Actually I was thinking a complicate method: find all the factors and try to come up with a combination of the factors.
I couldn’t find a correct way to find the solution. So I just try from 1 to the area and change
both either end when the product satisfies conditions
product > area: move right end to leftproduct == area: record the result and move both endsproduct < area: move left end to right
class Solution {
public:
vector<int> constructRectangle(int area) {
int left = 1, right = area;
vector<int> result{0, 0};
while (left <= right) {
long x = (long) left * right;
if (x == area) {
result[1] = left;
result[0] = right;
++left;
--right;
} else if (x < area) {
++left;
} else {
--right;
}
}
return result;
}
};
It costs more than 100ms. It is not a good sign. I realize I can optimize it if we know either
end.
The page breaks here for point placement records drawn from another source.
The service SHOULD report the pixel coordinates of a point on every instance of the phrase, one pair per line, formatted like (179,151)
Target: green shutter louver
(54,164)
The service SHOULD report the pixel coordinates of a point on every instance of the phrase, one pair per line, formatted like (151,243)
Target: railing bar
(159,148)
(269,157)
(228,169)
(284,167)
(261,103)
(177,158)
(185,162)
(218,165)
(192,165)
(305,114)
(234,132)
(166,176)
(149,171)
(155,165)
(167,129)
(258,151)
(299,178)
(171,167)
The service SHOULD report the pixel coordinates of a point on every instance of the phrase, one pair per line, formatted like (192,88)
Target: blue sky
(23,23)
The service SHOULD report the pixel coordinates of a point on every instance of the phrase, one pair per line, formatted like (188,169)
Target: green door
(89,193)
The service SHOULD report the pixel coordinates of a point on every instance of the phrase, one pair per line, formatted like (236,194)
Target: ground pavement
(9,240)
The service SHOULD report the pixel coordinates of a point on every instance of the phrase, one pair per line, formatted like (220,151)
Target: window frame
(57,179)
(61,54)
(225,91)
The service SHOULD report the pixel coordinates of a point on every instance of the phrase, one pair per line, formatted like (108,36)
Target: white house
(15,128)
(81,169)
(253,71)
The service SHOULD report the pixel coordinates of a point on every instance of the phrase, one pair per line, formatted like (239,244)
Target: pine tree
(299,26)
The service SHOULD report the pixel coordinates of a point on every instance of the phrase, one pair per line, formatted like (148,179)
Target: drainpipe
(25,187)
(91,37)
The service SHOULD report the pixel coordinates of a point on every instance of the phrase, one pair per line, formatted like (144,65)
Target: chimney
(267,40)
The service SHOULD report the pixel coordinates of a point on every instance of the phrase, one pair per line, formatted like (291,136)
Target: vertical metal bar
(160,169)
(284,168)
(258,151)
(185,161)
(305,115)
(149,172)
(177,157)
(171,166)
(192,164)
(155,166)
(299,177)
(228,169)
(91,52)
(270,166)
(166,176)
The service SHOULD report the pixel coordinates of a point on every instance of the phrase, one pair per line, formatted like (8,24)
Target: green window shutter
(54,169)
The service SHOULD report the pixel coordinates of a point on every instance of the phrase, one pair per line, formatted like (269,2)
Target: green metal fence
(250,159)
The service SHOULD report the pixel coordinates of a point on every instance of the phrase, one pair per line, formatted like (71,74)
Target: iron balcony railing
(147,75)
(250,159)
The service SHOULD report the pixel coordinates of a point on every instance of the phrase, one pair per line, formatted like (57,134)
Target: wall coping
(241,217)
For example, if we know left, we can get the other as area/left.
class Solution {
public:
vector<int> constructRectangle(int area) {
int left = 1, right = area;
vector<int> result{0, 0};
while (left <= right) {
long x = (long) left * right;
if (x == area) {
result[1] = left;
result[0] = right;
++left;
right = area / left;
} else if (x < area) {
++left;
right = area / left;
} else {
--right;
left = area / right;
}
}
return result;
}
};
It is an easy problem but I think it takes me time to think and optimize it.